Things to consider when adopting
Reasons for adopting
The decision to adopt a child is unique for each and every couple. For many, thinking about or commencing adoption procedures often comes after many months (or years) of trying to conceive a baby (either naturally and/or through fertility treatments).
For some, the decision to adopt is made after careful planning, because one or both partners are aware of physical conditions that prevent them from having a child of their own. Occasionally, a couple will consider adoption if they are aware of carrying a debilitating genetic condition that may be passed on to a potential biological child.
A few people will make a conscious decision to adopt children even if the are able to have healthy children of their own. This may be motivated by the desire to give another child a more positive life or to adopt the child of a relative. Other couples may already have their own children, but decide to adopt a child into their existing family.

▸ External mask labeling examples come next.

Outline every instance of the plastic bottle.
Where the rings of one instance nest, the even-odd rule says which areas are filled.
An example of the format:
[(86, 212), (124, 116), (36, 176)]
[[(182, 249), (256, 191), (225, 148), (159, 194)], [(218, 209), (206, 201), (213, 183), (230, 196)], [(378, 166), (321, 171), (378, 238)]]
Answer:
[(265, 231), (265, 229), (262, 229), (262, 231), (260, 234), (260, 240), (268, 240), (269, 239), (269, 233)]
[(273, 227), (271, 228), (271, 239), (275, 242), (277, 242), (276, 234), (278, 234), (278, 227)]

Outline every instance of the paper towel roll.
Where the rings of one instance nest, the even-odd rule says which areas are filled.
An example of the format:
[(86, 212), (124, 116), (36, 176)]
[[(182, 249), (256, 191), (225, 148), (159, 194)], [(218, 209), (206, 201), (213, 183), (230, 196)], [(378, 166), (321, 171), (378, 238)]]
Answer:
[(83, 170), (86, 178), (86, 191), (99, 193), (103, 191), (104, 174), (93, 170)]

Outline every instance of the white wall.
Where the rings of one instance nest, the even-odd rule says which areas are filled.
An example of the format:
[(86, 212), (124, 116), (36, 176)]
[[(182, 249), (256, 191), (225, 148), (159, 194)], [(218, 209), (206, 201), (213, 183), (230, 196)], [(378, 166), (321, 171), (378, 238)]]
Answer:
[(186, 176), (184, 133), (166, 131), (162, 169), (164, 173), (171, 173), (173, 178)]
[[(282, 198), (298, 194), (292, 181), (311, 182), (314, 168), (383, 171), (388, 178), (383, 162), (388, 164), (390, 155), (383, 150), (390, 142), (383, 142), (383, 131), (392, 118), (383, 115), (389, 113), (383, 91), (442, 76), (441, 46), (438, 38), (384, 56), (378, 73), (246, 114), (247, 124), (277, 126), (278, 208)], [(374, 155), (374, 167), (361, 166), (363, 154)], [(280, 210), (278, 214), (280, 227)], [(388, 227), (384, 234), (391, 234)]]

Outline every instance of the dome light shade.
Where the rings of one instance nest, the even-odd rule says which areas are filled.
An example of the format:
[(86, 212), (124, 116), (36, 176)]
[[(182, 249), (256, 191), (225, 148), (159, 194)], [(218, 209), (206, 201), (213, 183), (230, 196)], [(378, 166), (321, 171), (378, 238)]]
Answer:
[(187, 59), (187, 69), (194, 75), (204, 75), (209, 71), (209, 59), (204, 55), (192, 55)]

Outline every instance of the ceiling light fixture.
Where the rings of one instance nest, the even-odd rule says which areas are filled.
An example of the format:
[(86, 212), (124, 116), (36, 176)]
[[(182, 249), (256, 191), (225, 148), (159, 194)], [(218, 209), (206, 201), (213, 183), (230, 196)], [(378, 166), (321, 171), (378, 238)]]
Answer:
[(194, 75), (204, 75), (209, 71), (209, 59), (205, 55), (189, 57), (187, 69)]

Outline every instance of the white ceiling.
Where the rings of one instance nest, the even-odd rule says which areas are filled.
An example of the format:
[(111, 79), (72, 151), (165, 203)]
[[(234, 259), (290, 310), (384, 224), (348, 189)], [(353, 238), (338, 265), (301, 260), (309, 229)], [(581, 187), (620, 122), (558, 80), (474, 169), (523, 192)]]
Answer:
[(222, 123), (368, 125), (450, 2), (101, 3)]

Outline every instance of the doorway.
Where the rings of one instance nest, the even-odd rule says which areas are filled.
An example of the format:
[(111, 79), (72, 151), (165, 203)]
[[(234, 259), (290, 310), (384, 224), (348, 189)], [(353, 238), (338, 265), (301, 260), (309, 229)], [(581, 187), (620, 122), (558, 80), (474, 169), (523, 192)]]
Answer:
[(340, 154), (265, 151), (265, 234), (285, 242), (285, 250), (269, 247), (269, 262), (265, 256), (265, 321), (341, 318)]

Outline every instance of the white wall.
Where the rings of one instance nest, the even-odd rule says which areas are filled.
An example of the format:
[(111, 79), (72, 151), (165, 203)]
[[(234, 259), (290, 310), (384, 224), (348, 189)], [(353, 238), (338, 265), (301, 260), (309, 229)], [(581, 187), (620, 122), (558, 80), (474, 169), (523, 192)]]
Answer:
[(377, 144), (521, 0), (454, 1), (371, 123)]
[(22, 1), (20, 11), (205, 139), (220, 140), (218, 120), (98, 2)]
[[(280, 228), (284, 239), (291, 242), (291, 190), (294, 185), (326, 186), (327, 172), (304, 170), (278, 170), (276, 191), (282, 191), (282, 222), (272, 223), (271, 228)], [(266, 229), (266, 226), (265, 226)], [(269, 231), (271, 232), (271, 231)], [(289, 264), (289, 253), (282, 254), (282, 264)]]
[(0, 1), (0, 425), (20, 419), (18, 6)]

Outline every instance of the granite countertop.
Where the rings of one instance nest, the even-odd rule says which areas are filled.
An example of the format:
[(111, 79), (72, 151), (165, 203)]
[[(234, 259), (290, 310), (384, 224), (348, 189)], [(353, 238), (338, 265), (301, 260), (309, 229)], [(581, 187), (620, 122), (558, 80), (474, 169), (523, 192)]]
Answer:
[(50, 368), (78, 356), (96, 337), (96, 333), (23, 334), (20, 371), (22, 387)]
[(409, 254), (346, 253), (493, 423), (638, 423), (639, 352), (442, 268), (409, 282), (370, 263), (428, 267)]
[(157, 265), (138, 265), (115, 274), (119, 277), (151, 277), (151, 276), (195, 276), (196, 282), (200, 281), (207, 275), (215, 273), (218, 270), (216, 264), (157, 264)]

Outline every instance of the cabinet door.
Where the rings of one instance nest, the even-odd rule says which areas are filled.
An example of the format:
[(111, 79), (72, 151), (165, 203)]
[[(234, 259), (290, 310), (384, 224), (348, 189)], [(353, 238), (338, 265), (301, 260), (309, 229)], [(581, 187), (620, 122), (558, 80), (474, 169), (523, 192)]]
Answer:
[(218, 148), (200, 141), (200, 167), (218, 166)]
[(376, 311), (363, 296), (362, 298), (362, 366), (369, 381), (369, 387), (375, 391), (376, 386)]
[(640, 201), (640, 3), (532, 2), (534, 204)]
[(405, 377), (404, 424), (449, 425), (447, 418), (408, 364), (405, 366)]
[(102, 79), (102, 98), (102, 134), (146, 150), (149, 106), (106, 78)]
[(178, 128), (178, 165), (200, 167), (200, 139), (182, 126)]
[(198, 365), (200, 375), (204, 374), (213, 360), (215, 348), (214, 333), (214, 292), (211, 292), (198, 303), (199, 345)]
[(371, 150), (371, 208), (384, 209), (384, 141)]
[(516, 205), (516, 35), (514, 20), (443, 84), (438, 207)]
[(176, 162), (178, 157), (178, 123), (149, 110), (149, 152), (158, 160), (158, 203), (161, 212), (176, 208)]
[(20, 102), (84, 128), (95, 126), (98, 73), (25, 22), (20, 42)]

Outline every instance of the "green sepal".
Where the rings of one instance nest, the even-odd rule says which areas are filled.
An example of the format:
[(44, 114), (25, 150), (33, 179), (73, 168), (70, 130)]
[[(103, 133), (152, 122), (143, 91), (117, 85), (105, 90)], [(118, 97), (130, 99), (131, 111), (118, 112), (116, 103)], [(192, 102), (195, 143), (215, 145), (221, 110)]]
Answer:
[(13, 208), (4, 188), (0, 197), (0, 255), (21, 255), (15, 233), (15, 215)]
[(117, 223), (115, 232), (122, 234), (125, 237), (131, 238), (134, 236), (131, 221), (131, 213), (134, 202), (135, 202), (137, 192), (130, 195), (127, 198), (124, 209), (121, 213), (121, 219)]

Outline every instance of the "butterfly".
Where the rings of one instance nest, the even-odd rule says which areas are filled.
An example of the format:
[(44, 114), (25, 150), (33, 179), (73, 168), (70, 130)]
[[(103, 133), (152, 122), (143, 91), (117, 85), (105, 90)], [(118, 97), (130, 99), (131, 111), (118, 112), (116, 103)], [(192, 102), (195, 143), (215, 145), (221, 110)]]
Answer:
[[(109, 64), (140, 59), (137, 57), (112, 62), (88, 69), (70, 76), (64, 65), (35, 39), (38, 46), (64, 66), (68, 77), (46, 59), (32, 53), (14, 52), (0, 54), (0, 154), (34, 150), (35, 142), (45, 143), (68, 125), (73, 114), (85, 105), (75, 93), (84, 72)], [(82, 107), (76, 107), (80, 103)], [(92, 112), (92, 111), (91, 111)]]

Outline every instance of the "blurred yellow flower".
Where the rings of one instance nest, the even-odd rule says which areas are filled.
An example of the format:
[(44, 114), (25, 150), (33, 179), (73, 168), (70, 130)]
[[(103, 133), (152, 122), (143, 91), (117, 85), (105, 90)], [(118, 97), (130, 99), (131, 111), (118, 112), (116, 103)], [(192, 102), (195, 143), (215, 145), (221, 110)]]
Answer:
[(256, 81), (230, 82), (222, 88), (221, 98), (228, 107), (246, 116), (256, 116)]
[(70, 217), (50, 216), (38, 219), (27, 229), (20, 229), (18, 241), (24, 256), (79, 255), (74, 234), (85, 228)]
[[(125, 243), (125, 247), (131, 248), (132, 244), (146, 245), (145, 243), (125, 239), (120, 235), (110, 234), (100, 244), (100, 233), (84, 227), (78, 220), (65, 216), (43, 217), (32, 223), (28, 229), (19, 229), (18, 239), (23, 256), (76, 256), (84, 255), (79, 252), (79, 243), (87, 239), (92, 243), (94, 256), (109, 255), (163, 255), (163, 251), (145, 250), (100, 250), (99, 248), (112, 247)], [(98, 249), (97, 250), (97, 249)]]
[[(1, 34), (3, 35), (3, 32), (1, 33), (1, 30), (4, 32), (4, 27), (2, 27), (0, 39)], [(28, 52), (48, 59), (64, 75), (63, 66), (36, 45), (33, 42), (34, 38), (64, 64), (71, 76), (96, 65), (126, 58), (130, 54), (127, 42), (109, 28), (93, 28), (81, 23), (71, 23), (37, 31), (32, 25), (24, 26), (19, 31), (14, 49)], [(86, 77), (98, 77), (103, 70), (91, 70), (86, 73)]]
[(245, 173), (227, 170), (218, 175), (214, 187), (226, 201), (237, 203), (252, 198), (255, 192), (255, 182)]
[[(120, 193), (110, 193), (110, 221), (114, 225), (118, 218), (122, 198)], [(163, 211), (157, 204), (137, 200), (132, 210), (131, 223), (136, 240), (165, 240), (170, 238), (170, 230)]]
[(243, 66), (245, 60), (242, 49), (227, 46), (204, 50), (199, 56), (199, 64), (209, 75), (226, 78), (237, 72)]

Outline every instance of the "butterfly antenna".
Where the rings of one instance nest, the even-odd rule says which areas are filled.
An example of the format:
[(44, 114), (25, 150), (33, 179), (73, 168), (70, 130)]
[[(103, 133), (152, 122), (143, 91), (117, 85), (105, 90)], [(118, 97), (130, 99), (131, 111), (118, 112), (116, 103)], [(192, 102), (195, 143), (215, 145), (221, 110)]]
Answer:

For most couples, considering adoption involves a great deal of introspection and talking at length with each other and perhaps close friends and family and/or others who have adopted. Issues such as what adoption means to you, both as an individual and as a couple, and how you feel about adopting a child that is not biologically yours, can create mixed emotions. Coming to terms with not being able to have children usually means acknowledging and accepting an enormous loss. Parenting a child born to someone else usually involves making peace with the grief associated with infertility. Therefore, understanding and being clear about your motives for wanting to adopt a child is important, because adoption is not the answer to unresolved feelings about infertility.
Prospective adopting parents are individually assessed in relation to their suitability to adopt. They are asked many questions and have background searches performed on them. They undergo numerous assessment processes, which can seem intrusive and arduous. While this process is designed to ensure that what's best for the child is the key criteria the experience of being 'investigated' and placed under a microscope can feel intimidating and frustrating.